Since the 1970s, U.S. incarceration rates have more than quadrupled. One in 10 adults has a prior conviction; 1 in 3 has a criminal record. The FBI’s master criminal database catalogues 77.7 million names, the result of enormous numbers of arrests.

Given the highly unequal rates of incarceration by race, the Equal Employment Opportunity Commission argues that a blanket policy against hiring anyone with a record is a form of racial discrimination.

An estimated 6.6 percent of people born in the U.S. in 2001 will serve time in state or federal prison. That includes 1 in 3 African-American men and 1 in 6 Hispanic men—versus 1 in 17 white men.
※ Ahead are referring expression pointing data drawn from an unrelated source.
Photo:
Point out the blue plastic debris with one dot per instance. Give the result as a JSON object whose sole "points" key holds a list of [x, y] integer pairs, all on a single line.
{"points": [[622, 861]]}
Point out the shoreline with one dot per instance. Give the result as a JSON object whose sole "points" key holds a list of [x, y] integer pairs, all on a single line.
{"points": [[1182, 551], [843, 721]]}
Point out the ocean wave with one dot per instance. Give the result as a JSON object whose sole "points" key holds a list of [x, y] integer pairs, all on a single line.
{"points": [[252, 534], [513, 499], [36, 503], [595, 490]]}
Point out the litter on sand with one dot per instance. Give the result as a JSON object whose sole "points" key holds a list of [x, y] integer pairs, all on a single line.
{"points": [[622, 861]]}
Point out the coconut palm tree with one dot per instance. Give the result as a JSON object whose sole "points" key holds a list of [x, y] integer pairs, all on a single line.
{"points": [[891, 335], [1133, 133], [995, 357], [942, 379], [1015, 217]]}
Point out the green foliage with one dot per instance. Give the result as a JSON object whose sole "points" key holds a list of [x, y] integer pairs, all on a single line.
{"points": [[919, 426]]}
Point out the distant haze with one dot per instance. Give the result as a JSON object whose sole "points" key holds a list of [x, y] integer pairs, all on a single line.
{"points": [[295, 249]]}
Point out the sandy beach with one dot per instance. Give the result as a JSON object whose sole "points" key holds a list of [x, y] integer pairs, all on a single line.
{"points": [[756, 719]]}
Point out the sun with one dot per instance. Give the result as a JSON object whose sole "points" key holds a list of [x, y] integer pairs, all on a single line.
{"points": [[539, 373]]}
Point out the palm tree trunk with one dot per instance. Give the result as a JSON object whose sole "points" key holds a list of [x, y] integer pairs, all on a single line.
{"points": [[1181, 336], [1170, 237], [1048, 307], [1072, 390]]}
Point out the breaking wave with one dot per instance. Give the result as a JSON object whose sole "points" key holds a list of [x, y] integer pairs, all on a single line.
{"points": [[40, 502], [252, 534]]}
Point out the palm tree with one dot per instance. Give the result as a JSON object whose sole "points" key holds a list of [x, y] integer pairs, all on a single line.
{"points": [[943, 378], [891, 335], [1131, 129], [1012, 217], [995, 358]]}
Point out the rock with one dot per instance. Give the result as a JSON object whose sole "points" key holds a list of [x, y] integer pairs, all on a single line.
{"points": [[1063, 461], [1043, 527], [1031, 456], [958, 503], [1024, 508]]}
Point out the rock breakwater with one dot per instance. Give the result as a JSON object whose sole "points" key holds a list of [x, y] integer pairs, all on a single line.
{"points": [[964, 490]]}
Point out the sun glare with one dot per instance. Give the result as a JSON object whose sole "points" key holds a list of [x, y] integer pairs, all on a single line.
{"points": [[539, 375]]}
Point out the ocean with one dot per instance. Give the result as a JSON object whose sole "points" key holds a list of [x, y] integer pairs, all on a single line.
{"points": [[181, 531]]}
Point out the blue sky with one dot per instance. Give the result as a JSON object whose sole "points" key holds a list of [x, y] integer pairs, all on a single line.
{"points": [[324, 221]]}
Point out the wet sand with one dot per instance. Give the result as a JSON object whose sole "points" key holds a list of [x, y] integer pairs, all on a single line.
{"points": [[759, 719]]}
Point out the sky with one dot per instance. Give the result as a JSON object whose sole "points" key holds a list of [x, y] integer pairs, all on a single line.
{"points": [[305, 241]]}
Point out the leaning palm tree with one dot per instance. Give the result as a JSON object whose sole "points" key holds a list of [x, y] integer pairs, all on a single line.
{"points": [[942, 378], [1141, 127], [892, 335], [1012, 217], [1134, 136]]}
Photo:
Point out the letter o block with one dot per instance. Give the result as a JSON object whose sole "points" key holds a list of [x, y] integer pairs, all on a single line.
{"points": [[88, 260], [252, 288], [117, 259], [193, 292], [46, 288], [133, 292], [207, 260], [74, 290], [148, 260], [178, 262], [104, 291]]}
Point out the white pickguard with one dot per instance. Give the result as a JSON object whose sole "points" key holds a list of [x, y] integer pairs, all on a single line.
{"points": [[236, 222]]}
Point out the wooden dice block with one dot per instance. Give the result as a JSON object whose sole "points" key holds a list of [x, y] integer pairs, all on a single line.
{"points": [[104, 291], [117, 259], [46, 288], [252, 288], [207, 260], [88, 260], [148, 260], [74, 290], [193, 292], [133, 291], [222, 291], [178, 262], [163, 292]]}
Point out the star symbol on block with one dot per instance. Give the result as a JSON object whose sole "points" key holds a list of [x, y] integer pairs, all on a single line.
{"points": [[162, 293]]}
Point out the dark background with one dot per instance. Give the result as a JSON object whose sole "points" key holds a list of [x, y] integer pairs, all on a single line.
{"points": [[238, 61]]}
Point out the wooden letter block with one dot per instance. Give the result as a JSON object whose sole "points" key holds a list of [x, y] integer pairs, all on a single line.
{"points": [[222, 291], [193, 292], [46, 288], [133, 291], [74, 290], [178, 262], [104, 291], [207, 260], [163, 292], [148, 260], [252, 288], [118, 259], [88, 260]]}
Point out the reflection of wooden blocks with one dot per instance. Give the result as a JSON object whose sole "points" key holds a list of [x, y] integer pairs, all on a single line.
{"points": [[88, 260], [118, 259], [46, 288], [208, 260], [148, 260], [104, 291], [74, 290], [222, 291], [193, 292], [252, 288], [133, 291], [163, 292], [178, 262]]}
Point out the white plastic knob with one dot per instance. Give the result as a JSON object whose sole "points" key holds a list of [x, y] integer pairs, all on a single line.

Already 1 in 4 adult Black men has a felony conviction, up from 1 in 11 in 1980.

UNIONS TOO

The EEOC brought suits against BMW and Dollar General in 2013 for screening out applicants by checking their criminal backgrounds. But so far this type of suit hasn’t won in court—making Ban the Box campaigns all the more important.

It’s good to see unions throwing their weight behind these efforts. In Oregon, for example, unions have joined civil rights and community groups in the Fair Shot for All Coalition to push a set of bills in the legislature: Ban the Box, paid sick leave, a minimum wage hike, and steps to end racial profiling by police.

Meanwhile, unions face an unfortunate hiring dilemma of their own. The 1959 Landrum-Griffin Act, aimed at rooting out mob corruption, bars felons from holding union office or being hired as staff.

Some of our best leaders might have records. Ban the Box should be a plank of labor law reform, too.